Create a new array with the same options as the current one (data type, data location, etc.) and the requested shape; and store it in new_array. The number of elements in the shape array should be given in shape_count.

The new array should be filled with the scalar value from fill_value, which must be an mts_array_t containing a single scalar (empty shape) with the same dtype as this array. This function should call fill_value.destroy if the function pointer is not NULL when fill_value is no longer needed.

This function should return MTS_SUCCESS on success, or MTS_CALLBACK_ERROR on failure. In case of failure, the implementation should call mts_set_last_error with an appropriate error message before returning.

mts_status_t (*copy)(const void *array, struct mts_array_t *new_array)

Make a copy of this array and return the new array in new_array.

The new array is expected to have the same data origin and parameters (data type, data location, etc.)

This function should return MTS_SUCCESS on success, or MTS_CALLBACK_ERROR on failure. In case of failure, the implementation should call mts_set_last_error with an appropriate error message before returning.

mts_status_t (*move_data)(void *output, const void *input, const struct mts_data_movement_t *movements, uintptr_t movements_count)

Set entries in the output array (the current array) taking data from the input array. The output array is guaranteed to be created by calling mts_array_t::create with one of the arrays in the same block or tensor map as the input.

The movements array of size movements_count indicate where the data should be moved from input to output.

This function should copy data from input[movements[i].sample_in, ..., movements[i].properties_start_in + x] to array[movements[i].sample_out, ..., movements[i].properties_start_out + x] for i up to movements_count and x up to movements[i].properties_length. All indexes are 0-based.

This function should return MTS_SUCCESS on success, or MTS_CALLBACK_ERROR on failure.
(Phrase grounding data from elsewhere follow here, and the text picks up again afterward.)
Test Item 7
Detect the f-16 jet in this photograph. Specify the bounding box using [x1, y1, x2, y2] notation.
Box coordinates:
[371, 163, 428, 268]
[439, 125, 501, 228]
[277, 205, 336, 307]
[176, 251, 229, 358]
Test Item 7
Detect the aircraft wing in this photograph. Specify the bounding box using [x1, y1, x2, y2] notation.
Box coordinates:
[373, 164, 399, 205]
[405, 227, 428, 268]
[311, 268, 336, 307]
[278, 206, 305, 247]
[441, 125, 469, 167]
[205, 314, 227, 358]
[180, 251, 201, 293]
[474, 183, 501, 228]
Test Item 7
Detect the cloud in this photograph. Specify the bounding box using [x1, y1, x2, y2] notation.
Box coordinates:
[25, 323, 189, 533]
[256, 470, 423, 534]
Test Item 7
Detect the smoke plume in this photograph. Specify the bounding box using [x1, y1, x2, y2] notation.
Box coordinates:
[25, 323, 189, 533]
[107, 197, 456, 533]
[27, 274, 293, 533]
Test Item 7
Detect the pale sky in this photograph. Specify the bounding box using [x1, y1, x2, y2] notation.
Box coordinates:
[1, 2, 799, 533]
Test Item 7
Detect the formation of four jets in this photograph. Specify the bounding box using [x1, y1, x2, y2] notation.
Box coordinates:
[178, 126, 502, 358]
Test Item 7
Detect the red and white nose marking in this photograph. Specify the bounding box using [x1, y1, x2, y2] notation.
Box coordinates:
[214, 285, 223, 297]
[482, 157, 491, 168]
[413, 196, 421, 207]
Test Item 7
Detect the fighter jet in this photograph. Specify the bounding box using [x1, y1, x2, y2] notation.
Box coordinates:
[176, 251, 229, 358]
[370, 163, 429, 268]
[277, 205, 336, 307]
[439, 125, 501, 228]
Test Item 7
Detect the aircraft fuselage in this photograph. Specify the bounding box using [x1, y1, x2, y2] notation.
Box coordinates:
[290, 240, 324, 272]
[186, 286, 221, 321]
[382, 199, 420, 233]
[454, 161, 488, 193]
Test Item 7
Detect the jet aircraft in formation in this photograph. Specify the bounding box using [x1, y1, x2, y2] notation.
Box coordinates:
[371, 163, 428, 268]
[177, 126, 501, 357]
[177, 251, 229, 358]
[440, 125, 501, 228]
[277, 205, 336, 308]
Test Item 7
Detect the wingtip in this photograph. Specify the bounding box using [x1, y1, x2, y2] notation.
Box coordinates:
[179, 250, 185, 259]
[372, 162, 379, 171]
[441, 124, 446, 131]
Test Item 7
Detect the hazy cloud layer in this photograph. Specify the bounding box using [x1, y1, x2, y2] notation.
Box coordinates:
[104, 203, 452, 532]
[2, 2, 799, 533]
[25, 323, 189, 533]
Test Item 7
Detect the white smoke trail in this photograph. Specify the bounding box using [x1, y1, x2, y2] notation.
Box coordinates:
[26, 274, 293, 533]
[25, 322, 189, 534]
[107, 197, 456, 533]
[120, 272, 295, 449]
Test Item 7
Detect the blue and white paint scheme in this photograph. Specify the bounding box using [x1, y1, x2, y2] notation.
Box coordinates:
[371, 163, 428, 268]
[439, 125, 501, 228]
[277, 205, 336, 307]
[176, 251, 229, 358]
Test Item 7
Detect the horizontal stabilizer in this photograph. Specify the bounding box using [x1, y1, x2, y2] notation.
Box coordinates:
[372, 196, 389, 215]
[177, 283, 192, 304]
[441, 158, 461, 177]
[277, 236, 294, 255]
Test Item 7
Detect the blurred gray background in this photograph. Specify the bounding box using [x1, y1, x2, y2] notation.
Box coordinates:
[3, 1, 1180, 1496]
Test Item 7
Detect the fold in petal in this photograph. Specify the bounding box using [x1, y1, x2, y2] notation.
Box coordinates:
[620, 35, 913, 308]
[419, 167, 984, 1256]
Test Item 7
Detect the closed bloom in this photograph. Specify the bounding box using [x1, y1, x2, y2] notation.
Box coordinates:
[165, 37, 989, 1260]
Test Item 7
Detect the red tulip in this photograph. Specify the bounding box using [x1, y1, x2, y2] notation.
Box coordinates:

In case of failure, the implementation should call mts_set_last_error with an appropriate error message before returning.


mts_status_t mts_register_data_origin(const char *name, mts_data_origin_t *origin)

Register a new data origin with the given name. Calling this function multiple times with the same name will give the same mts_data_origin_t.

Parameters:
  • name – name of the data origin as an UTF-8 encoded NULL-terminated string

  • origin – pointer to an mts_data_origin_t where the origin will be stored

Returns:

The status code of this operation. If the status is not MTS_SUCCESS, you can use mts_last_error() to get the full error message.

mts_status_t mts_get_data_origin(mts_data_origin_t origin, char *buffer, uintptr_t buffer_size)

Get the name used to register a given data origin in the given buffer

Parameters:
  • origin – pre-registered data origin

  • buffer – buffer to be filled with the data origin name. The origin name will be written as an UTF-8 encoded, NULL-terminated string

  • buffer_size – size of the buffer

Returns:

The status code of this operation. If the status is not MTS_SUCCESS, you can use mts_last_error() to get the full error message.